Mentalité. Juges old school
Dans toute robe de magistrat, il y a avant tout un homme influencé par les préjugés de la société où il vit. C’est ainsi que les associations féminines ne cessent de dénoncer le machisme qui habite les juges. Elles en veulent pour exemple leur manière d’appliquer les textes juridiques dans les cas de viol. C’est ainsi que les tribunaux ne reconnaissent que très rarement comme preuves les expertises médicales, les rapports de psychologues et les photos de la victime violée. “La majorité des juges se concentrent sur les mœurs de la victime au lieu de s’intéresser à la culpabilité du violeur”, souligne l’avocate et militante Khadija Rouggani. Une femme se retrouve ainsi face à un gardien de la morale et non pas devant un juge impartial.
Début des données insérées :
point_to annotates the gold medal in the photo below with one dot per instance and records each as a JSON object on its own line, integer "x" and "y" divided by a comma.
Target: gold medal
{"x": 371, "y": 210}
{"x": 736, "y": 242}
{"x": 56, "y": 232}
Derrière le magistrat, sommeille aussi un patriarche qui perpétue des archaïsmes du Code pénal. Le cas le plus emblématique reste celui d’Amina Filali, qui s’est suicidée après avoir été mariée à son violeur. La loi a été respectée au pied de la lettre, s’est justifié le ministre de la Justice. On ne dira pas le contraire. Sans coup férir, un juge a privilégié la mentalité patriarcale où il baigne au détriment de l’intégrité physique d’une mineure.
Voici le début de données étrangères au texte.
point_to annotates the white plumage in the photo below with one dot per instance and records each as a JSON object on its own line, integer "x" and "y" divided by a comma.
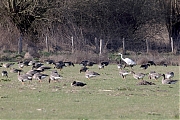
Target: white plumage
{"x": 127, "y": 60}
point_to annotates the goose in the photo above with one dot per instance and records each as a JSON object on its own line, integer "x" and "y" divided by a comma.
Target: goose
{"x": 54, "y": 76}
{"x": 83, "y": 69}
{"x": 119, "y": 66}
{"x": 169, "y": 75}
{"x": 78, "y": 83}
{"x": 39, "y": 76}
{"x": 31, "y": 72}
{"x": 8, "y": 65}
{"x": 69, "y": 64}
{"x": 24, "y": 77}
{"x": 100, "y": 66}
{"x": 138, "y": 75}
{"x": 154, "y": 75}
{"x": 48, "y": 61}
{"x": 89, "y": 74}
{"x": 59, "y": 65}
{"x": 168, "y": 81}
{"x": 128, "y": 61}
{"x": 105, "y": 63}
{"x": 86, "y": 63}
{"x": 144, "y": 66}
{"x": 4, "y": 73}
{"x": 20, "y": 64}
{"x": 14, "y": 70}
{"x": 144, "y": 82}
{"x": 123, "y": 73}
{"x": 152, "y": 62}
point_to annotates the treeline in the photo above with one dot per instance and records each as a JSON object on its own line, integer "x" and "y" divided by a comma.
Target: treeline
{"x": 55, "y": 24}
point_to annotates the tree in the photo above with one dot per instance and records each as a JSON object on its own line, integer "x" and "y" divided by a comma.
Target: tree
{"x": 22, "y": 13}
{"x": 171, "y": 14}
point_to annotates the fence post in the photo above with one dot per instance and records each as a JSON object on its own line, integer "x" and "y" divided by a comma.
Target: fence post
{"x": 47, "y": 44}
{"x": 124, "y": 49}
{"x": 172, "y": 45}
{"x": 147, "y": 46}
{"x": 72, "y": 44}
{"x": 100, "y": 47}
{"x": 20, "y": 44}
Interprétation. Mineurs à marier
Le mariage de mineurs, qui concerne quasi exclusivement les filles pour la plupart sans emploi, est un “phénomène de société” galopant : il représente 10% du total des unions. En valeur absolue, le nombre de cas recensés par le ministère de la Justice est passé de 30 000 en 2008 à 34 000 en 2011. D’après Khadija Rouggani, avocate spécialisée dans le droit de la femme, les juges disposent d’une trop grande latitude pour interpréter l’article 20 de la Moudawana, selon lequel un magistrat “peut autoriser le mariage du garçon et de la fille avant l’âge de la capacité matrimoniale”. “Sauf que, regrette-t-elle, en réalité, les mineurs n’ont quasiment aucun intérêt à se marier. Aussi, l’article stipule également que le juge se doit de faire une expertise médicale ou une enquête sociale sur les mineurs. Or, on ignore comment l’enquête doit être conduite et les certificats médicaux pour prouver la capacité d’un ou d’une mineur au mariage sont très flous”. Conséquence, ce qui, selon l’esprit de la loi, est censé être une exception est de facto, une règle. Un chiffre : 90% des demandes de mariage de mineurs sont acceptées par nos juges. Et quand bien même un juge refuserait de donner son accord, il s’en trouvera toujours un autre plus conciliant, auprès duquel les futurs mariés et/ou leurs tuteurs pourront renouveler leur demande.